Miriam Yeung, executive director of the National Asian Pacific American Women’s Forum, believes it’s unjust to elevate an abortion-seeking woman’s already high emotional burden with additional obstacles.

“Texas is home to the third largest community of Asian American and Pacific Islander women and girls in the United States,” Yeung said. “If HB2 is not struck down, abortion clinics will literally become hundreds of miles harder for our women to access. The emotional distance that women already have to travel to get an abortion is harrowing enough with all the unnecessary laws in place that make women endure waiting periods and undergo sonogram descriptions. By shutting down clinics, HB2 makes the physical distance all but impossible for some in our community to navigate.”

On a national level, the effects on these minority communities would be even more devastating.
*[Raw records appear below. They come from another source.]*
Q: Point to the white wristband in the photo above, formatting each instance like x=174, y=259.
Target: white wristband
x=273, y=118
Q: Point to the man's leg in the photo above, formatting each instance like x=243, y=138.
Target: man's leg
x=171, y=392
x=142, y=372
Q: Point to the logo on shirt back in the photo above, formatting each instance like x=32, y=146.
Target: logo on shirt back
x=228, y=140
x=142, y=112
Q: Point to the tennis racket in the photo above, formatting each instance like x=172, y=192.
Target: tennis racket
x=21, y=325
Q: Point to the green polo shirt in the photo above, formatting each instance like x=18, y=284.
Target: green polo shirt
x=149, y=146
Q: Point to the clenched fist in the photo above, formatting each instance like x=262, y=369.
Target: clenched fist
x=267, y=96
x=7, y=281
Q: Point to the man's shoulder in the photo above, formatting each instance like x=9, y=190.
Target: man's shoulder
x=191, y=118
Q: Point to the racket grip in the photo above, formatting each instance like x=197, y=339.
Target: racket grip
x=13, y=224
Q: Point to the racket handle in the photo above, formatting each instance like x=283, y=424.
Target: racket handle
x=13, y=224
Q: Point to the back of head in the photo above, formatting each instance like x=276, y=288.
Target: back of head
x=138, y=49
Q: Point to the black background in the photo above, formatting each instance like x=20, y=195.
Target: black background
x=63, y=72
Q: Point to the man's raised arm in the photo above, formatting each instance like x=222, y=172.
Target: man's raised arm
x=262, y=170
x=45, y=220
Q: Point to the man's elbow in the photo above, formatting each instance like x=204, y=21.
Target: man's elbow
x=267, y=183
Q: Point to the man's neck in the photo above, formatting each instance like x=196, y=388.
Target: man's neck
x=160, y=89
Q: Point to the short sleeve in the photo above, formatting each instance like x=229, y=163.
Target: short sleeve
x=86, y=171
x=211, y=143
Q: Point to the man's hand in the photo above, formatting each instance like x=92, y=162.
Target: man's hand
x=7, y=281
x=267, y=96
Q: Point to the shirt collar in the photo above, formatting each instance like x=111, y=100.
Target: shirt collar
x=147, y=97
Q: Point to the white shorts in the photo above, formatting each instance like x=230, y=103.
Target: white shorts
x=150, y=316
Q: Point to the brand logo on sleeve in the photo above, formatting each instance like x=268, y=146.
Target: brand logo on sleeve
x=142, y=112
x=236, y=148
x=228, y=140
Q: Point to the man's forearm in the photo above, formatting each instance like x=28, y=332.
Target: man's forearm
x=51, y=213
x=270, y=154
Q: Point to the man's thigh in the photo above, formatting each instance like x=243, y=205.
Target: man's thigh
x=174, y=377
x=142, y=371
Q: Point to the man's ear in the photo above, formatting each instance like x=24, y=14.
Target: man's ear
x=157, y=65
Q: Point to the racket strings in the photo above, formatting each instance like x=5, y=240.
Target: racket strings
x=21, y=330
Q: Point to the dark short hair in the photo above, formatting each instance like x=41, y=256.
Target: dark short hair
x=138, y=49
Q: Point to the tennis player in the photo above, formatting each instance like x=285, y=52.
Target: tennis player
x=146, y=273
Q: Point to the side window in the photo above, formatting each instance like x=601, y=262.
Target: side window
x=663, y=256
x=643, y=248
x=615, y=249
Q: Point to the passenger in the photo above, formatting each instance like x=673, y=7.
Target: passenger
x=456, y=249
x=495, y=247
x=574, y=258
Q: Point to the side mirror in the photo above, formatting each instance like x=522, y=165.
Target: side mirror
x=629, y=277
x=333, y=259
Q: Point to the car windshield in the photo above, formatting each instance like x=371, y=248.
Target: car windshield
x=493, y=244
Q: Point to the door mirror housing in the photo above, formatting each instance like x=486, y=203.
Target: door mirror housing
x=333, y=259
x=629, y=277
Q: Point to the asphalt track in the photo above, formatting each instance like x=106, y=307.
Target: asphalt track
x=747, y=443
Howell references the Guttmacher Institute’s research of 288 recent laws that have quietly passed in many (predominantly Southern) states, which effectively shut down abortion access for 12.5 million black women. She also notes the additional difficulties presented by the federal Hyde Amendment that slaps funding restrictions on facilities that provide abortions. González-Rojas points towards the 28 million Latinas in the United States who would be “disproportionately impacted” by clinic shutdowns. And Yeung highlights the Indiana case of Purvi Patel, who ordered abortion pills online and received 20 years in prison for feticide. If HB2 stands, Yeung warns, “We are bound to see more Purvi Patels.”
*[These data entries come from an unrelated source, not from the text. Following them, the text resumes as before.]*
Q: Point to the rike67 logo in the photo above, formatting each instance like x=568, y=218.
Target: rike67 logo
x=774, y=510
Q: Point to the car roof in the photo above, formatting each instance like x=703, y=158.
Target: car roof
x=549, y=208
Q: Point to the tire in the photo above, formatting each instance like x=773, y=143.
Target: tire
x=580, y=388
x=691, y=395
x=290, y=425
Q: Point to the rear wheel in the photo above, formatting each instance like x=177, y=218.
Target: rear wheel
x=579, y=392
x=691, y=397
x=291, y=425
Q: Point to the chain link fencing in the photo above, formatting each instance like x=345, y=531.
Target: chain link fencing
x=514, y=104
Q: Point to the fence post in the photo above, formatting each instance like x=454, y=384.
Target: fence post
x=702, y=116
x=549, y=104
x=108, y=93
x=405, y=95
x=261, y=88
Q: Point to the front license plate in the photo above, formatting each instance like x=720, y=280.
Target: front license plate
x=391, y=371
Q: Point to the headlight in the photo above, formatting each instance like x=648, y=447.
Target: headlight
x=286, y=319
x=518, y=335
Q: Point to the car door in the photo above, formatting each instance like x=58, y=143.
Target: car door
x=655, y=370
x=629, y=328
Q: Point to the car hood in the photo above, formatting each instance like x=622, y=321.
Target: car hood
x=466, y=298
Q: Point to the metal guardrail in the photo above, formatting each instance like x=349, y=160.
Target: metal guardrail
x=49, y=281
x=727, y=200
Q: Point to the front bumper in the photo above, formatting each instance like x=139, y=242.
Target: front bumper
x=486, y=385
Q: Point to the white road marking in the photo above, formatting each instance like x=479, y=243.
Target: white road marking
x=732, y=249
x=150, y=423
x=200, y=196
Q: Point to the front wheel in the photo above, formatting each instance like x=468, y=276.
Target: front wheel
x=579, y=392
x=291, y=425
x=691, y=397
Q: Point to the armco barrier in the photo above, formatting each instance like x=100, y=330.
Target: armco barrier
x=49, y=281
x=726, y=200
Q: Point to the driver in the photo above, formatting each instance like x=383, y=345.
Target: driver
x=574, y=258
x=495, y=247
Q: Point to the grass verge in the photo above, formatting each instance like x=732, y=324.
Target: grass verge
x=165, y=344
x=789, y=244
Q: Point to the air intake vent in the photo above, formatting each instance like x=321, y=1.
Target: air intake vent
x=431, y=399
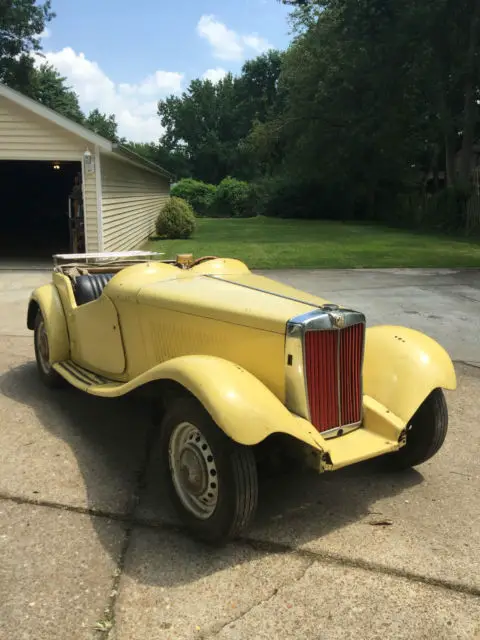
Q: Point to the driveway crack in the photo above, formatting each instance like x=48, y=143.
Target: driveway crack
x=106, y=626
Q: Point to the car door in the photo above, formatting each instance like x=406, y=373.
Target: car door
x=96, y=339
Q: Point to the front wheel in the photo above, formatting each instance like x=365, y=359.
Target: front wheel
x=426, y=433
x=212, y=480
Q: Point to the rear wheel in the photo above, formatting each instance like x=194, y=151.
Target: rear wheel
x=426, y=433
x=212, y=480
x=47, y=373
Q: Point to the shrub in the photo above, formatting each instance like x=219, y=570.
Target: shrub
x=176, y=219
x=198, y=194
x=233, y=199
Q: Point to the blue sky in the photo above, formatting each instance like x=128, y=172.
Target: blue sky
x=123, y=56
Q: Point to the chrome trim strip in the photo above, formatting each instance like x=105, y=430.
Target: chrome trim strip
x=296, y=393
x=339, y=377
x=340, y=431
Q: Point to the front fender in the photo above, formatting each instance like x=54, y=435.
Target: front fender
x=242, y=406
x=402, y=367
x=47, y=299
All three experts we spoke to lament the paternal nature of laws such as HB2 and the Hyde Amendment, which disproportionately target women of color. Hyde did so by limiting funding, and HB2 seeks to eliminate the only available abortion facilities for poor women. As Howell puts it, “Laws cutting off access to abortion services for low-income women who are predominantly women of color are symptomatic of systemic discrimination.” She also believes that it’s time to push back and “trust all women to make the important personal decisions about abortion that are right for themselves.” González-Rojas agrees that these clinic shutdown laws “perpetuate already existing systems of systemic discrimination against immigrants, low-wage workers, mothers, and Latinas who are all three.” And Yeung did not hold back when questioned about whether these laws illuminate systemic discrimination.

“Absolutely. What else do you call it when you’ve got laws that were passed by a majority of straight, cisgender, white men but the burdens are born disproportionately by poor, women of color? Laws like HB2 are absolutely manifestations of systemic racism, sexism, classism, homophobia, ableism and nativism,” she argued.

Indeed, these shutdowns will only increase the level of difficulty in obtaining abortions. HB2 has not only shuttered clinics, which causes access hurdles associated with travel, but the increased demand at the remaining clinics has lengthened wait times and spiked the cost of obtaining an abortion. The effect of HB2 is akin to a ban — which zeroes in on women of color — on an entirely legal procedure. Thus, these experts hope the Supreme Court will rule that the law creates an undue burden and is therefore unconstitutional. Such a verdict would not only be a pro-choice victory but also a strike against systemic discrimination.